Paul Valéry (trad. Leonor Nazaré)
(Dois Dias edições, 2016)

Editado com raríssimo sentido de elegância, este livrinho de Valéry (1871-1945) é uma antologia de começos: ‘ideias’ ou ‘assuntos’ para histórias nunca levadas por diante, cuja fruição se resolve na espontaneidade do essencial em estado de apontamento. Ocioso comme il faut, triunfa enquanto defesa do direito ao devaneio.

“Bisonte”
Daniel Jonas
(Assírio & Alvim, 2016)

Depois do livro de sonetos (2015, Grande Prémio de Poesia Teixeira de Pascoaes), Daniel Jonas (n. 1973) acaba de publicar Bisonte, uma meditação teologico-política em verso, cujo motivo central é o poema e “o cansaço do canto” entendidos como uma via de extinção. Se houver este ano três ou quatro livros publicados em português avançado, este será um deles.

“Dez de Dezembro”
George Saunders (trad. Isabel Castro Silva)
(Ítaca, 2016)

Vencedor do prémio Folio e do prémio PEN/Malamud, Dez de Dezembro reúne dez contos desconcertantes do norte-americano George Saunders (n. 1958).
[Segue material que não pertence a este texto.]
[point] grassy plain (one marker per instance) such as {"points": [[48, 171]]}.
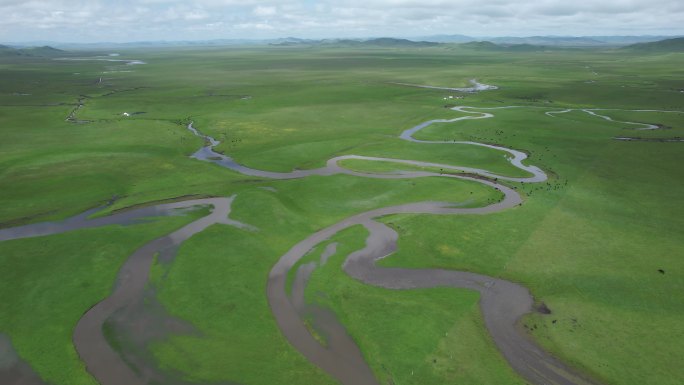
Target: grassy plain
{"points": [[589, 243]]}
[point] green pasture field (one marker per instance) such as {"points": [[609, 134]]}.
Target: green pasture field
{"points": [[589, 242]]}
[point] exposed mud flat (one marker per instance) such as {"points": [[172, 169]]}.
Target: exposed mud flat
{"points": [[502, 302], [476, 87]]}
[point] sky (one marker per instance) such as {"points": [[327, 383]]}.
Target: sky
{"points": [[84, 21]]}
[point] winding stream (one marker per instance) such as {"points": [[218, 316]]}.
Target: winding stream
{"points": [[502, 302]]}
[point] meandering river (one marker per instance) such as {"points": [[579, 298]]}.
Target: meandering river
{"points": [[503, 303]]}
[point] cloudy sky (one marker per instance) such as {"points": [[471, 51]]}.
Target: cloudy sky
{"points": [[127, 20]]}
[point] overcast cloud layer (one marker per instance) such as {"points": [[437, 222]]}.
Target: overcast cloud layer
{"points": [[125, 20]]}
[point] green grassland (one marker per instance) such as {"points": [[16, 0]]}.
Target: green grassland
{"points": [[589, 242]]}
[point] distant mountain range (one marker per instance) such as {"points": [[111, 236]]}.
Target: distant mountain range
{"points": [[668, 45], [44, 51], [512, 44], [547, 41], [553, 41]]}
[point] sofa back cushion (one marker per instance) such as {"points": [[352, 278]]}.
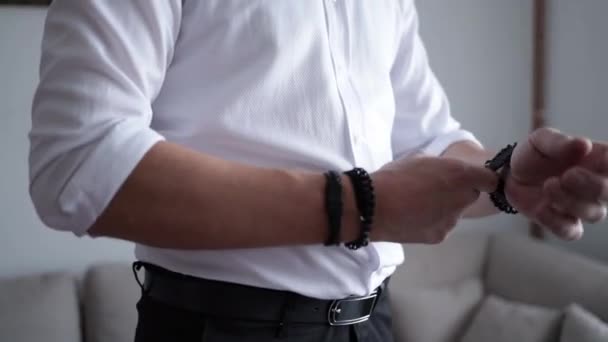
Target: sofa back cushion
{"points": [[109, 299], [499, 320], [582, 326], [459, 258], [39, 308], [434, 314], [527, 271]]}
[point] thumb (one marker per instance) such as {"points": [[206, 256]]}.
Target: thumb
{"points": [[480, 178], [559, 147]]}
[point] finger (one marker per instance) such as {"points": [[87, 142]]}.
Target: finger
{"points": [[589, 211], [597, 159], [585, 184], [562, 225], [557, 146], [479, 178]]}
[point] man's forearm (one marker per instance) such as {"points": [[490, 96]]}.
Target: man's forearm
{"points": [[179, 198], [472, 153]]}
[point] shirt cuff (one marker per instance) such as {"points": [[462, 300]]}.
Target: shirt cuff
{"points": [[439, 144], [101, 175]]}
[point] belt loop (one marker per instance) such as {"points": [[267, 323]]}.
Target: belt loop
{"points": [[282, 329], [138, 265]]}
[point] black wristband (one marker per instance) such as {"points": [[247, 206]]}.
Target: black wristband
{"points": [[366, 203], [502, 160], [333, 206]]}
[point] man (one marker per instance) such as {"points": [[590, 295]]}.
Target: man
{"points": [[203, 130]]}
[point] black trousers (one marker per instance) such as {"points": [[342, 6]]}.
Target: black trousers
{"points": [[160, 322]]}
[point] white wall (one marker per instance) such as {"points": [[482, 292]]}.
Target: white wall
{"points": [[480, 50], [25, 245], [482, 53], [578, 85]]}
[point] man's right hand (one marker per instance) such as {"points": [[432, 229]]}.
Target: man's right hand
{"points": [[420, 199]]}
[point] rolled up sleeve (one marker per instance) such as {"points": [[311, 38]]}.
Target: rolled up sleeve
{"points": [[423, 121], [102, 65]]}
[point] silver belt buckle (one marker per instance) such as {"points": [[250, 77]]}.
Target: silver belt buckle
{"points": [[335, 310]]}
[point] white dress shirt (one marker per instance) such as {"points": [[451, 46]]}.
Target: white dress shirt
{"points": [[315, 85]]}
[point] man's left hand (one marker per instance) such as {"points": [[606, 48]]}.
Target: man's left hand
{"points": [[559, 181]]}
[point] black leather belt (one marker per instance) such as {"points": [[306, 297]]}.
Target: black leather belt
{"points": [[233, 301]]}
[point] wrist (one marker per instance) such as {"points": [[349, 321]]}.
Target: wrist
{"points": [[350, 213]]}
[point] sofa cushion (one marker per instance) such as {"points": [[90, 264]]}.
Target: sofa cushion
{"points": [[436, 265], [39, 308], [524, 270], [582, 326], [434, 314], [499, 320], [110, 296]]}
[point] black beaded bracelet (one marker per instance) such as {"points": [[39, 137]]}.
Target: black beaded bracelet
{"points": [[502, 160], [333, 206], [366, 203]]}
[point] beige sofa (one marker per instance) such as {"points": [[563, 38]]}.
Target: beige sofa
{"points": [[438, 296]]}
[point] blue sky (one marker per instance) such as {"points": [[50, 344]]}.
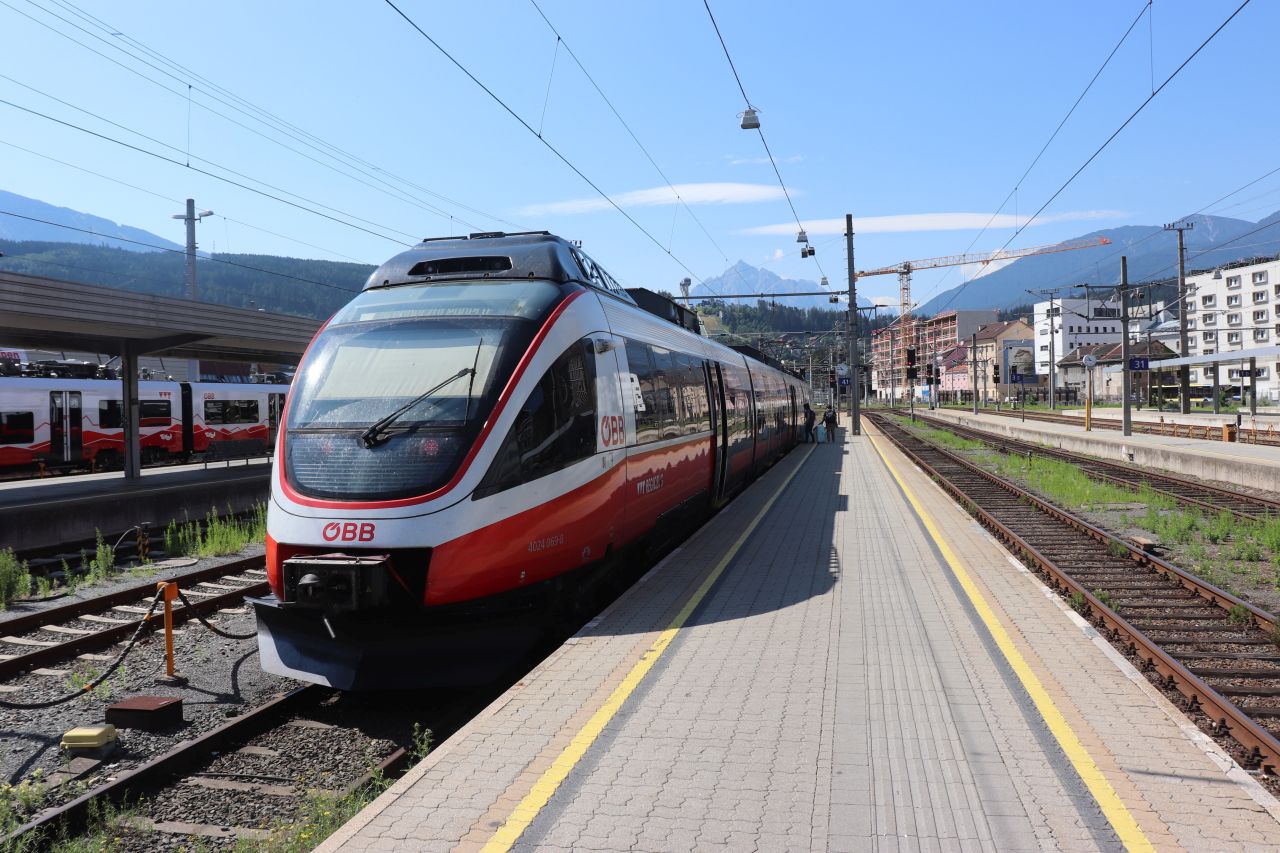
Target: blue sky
{"points": [[917, 118]]}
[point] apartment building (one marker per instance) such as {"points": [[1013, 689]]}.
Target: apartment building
{"points": [[1066, 324], [1235, 309], [931, 337]]}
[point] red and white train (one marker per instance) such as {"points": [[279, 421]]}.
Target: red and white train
{"points": [[489, 420], [73, 423]]}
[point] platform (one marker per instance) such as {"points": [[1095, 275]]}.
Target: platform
{"points": [[841, 660], [41, 512], [1242, 464]]}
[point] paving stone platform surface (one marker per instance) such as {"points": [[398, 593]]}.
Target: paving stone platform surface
{"points": [[836, 689]]}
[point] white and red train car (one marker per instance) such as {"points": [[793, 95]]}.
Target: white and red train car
{"points": [[73, 423], [489, 420]]}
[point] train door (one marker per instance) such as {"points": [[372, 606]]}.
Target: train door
{"points": [[791, 422], [274, 407], [65, 436], [720, 432], [188, 438]]}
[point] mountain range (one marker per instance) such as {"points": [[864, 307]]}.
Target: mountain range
{"points": [[1151, 250], [744, 278], [30, 218]]}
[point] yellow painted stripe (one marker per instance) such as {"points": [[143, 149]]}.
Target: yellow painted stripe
{"points": [[553, 776], [1109, 801]]}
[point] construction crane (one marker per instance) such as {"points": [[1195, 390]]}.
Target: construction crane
{"points": [[905, 268]]}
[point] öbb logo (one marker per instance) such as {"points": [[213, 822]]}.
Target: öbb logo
{"points": [[348, 532], [612, 430]]}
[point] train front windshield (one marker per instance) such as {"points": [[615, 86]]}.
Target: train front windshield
{"points": [[396, 388]]}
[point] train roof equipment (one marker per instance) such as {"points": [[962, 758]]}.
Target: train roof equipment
{"points": [[496, 255]]}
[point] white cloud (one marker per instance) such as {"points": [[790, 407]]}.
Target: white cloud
{"points": [[794, 158], [931, 222], [693, 194]]}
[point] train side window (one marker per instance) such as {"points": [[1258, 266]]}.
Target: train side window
{"points": [[229, 411], [554, 428], [155, 413], [109, 414], [648, 414], [667, 382], [17, 428]]}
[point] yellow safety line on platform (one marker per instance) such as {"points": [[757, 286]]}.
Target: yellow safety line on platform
{"points": [[1109, 801], [553, 776]]}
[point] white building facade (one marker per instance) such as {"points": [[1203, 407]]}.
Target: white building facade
{"points": [[1232, 309], [1073, 323]]}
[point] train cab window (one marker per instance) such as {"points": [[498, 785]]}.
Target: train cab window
{"points": [[155, 413], [17, 428], [109, 414], [645, 397], [229, 411], [554, 428]]}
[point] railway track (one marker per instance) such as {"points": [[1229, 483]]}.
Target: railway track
{"points": [[1216, 652], [1188, 492], [1206, 432], [59, 634]]}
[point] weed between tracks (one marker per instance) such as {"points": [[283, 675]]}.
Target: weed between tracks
{"points": [[319, 816], [216, 537], [1242, 557]]}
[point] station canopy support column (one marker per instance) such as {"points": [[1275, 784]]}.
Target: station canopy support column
{"points": [[132, 406]]}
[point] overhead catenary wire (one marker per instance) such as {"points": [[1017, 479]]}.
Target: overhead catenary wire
{"points": [[626, 126], [763, 141], [1052, 136], [176, 251], [540, 138], [164, 197], [184, 78], [219, 177], [1112, 136]]}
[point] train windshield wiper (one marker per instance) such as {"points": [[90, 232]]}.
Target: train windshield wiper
{"points": [[378, 432]]}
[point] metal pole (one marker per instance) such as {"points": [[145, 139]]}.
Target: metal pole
{"points": [[1127, 382], [973, 361], [1052, 368], [1253, 387], [1184, 372], [132, 406], [855, 365]]}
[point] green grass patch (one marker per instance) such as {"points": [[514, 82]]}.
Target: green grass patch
{"points": [[14, 578], [216, 537]]}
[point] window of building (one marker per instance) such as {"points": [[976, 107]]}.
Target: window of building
{"points": [[222, 411], [17, 428], [644, 397], [556, 427]]}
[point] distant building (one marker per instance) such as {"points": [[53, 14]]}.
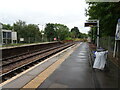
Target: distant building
{"points": [[9, 36]]}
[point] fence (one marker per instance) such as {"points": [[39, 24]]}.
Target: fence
{"points": [[108, 43]]}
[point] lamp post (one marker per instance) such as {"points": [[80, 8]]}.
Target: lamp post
{"points": [[1, 37], [94, 23]]}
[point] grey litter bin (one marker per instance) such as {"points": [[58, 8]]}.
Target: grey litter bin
{"points": [[100, 59]]}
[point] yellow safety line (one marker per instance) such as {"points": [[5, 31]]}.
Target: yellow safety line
{"points": [[37, 81]]}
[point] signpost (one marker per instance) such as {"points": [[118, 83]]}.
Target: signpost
{"points": [[94, 23]]}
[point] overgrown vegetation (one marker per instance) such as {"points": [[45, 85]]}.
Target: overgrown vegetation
{"points": [[32, 34], [108, 13]]}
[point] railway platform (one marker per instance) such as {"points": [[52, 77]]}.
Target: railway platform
{"points": [[76, 72]]}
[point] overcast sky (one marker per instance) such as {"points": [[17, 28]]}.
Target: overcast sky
{"points": [[68, 12]]}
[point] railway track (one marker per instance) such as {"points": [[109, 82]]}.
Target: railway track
{"points": [[13, 66]]}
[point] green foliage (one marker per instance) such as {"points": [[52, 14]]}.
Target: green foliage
{"points": [[7, 26], [29, 32], [107, 13], [58, 31]]}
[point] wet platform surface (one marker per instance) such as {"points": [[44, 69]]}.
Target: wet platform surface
{"points": [[76, 72]]}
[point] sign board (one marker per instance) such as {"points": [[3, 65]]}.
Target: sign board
{"points": [[91, 24], [117, 35], [14, 35], [21, 39]]}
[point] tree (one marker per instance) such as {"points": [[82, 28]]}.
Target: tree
{"points": [[7, 26], [29, 32], [58, 31], [62, 31], [50, 32], [107, 13]]}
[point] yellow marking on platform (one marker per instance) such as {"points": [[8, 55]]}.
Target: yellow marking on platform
{"points": [[37, 81]]}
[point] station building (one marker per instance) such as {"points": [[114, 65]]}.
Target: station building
{"points": [[9, 37]]}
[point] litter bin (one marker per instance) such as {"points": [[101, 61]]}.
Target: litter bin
{"points": [[100, 59]]}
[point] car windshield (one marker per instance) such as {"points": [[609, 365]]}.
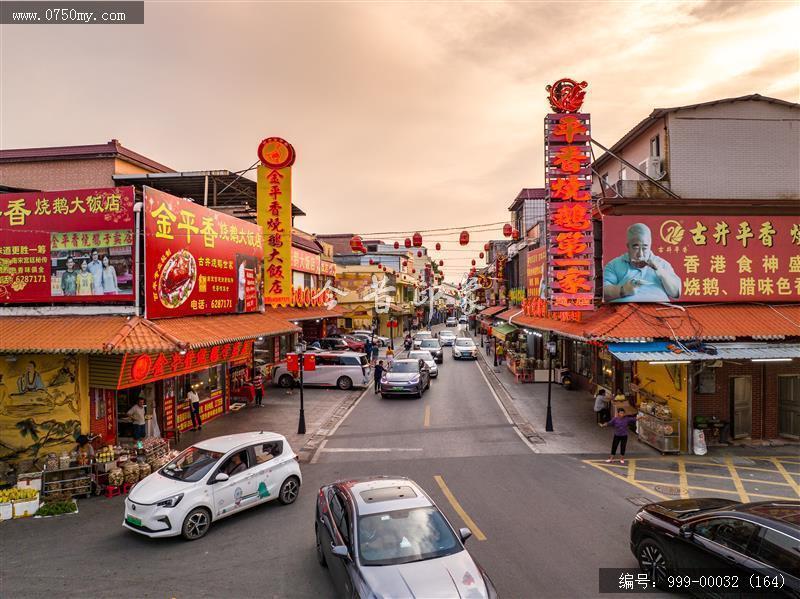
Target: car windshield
{"points": [[192, 465], [405, 536], [405, 367]]}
Num idioma ao mesmo tempo elevado e desafectado, são como que respostas à pergunta: como proceder perante a crueldade e o sofrimento alheio?

“Todos os Contos”
Clarice Lispector
(Relógio d’Água, 2016)

Desenhando um arco do olhar destemido de Clarice Lispector (1920-1977) e uma imagem de conjunto da sua ficção curta (que não fica atrás dos romances), estes contos completos surpreendem a náusea no aborrecimento das relações, o aterrador na vida comum olhada de perto. Extraordinário.

“Why People Photograph”
Robert Adams
(Aperture, 1994; reed. 2004)

Um clássico da literatura sobre fotografia, esta antologia de textos do norte-americano Robert Adams (n. 1937) reúne ensaios curtos e recensões em torno da pergunta ‘Por que razão se fotografa?’ A prosa de Adams é lúcida, decente, transformativa, delicada, penetrante e mesmo tocante: uma companhia para a vida.